Beberapa akibat yang ditimbulkan oleh pudarnya kasih sayang tersebut, antara lain kelaparan, pemcemaran lingkungan, samapai kepada penggadaian diri. Lebih dari limaratus juta orang kelaparan di dunia, ini meliputi di berbagai benua yang ada di dunia. Kelaparan dipicu oleh faktor kemiskinan. Sebenarnya problem ini bisa diselesaikan, asalkan rasa kepedulian anatara sesama tinggi. Bukan berarti tidak ada anggaran untuk orang miskin, tetapi itu diselewengkan oleh para koruptor. Baik itu diambil secara sembunyi-sembunyi atau secara terang-terangan, misalnya pemotongan bantuan, ada biaya pengurusanlah, inilah dan itulah. Sungguh aneh mereka sudah tahu bahwa orang itu  adalah orang bmiskin, akan tetapi masih aja diberikan pemotongan.
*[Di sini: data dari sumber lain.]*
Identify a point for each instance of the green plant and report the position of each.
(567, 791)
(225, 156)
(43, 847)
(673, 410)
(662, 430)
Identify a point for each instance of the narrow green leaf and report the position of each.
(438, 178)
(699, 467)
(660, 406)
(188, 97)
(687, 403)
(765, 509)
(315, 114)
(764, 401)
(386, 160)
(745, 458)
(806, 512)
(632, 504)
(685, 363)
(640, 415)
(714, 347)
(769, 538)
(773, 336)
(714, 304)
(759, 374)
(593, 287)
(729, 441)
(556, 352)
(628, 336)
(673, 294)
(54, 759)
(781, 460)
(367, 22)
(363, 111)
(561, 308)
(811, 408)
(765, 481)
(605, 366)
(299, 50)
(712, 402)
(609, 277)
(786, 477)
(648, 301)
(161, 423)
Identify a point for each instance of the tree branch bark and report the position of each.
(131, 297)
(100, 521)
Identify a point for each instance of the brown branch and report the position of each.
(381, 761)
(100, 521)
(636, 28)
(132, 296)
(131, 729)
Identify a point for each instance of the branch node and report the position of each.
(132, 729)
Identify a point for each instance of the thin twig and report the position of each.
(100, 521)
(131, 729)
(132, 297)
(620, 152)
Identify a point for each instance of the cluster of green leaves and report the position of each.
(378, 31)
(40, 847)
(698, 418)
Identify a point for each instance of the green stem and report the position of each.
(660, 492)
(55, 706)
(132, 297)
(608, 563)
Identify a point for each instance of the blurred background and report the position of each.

Bagaimana perasaan anda tentang udara yang anda hirup setiap harinya? Tentunya sudah mengalami pencemaran dan ini sangat mengganggu. Atau pemanasan global yang sangat menyiksa. Apakah mesin yang menimbulkan pencemaran yang harus disalahkan? Tentunya tidak, ini sejauh mana manusia terperosok kepada ketamakan dan keserakahan. Mereka hanya memikirkan diri sendiri, orang-orang yang ada disekitar mereka hanya sebuah media yang dapat ia gunakan sebagai pemenuh keserakahan mereka. Mempekerjakan buruh dengan gaji yang sangat murah, misalnya di Indonesia. Sangat kecil upah yang mereka terima.

            Sekarang berbicara masalah harga diri, bisa dikatakan hanya kesing mereka dari luar sehingga dapat dikatakan sebagai manusia. Di dalam dirinya hanya ada kebusukan, yang menjadikan dirinya lebih rendah daripada hewan. Persetan apa yang dia lakukan, kehilangan harga diri tidak ada masalah, yang terpenting bagaimana agar bisa memuaskan diri. Inikan sangat konyol sekali.

            Semoga Allah melindungi kita dari sifat-sifat tercela tersebut di atas. Jangan beranggapan itu bukan urusan saya, silahkan kamu urus urusanmu sendiri. Ia. Dalam konteks yang lain dapat dieterima. Akan tetapi dalam konteks kepedulian sangat tidak wajar bagi seorang manusia.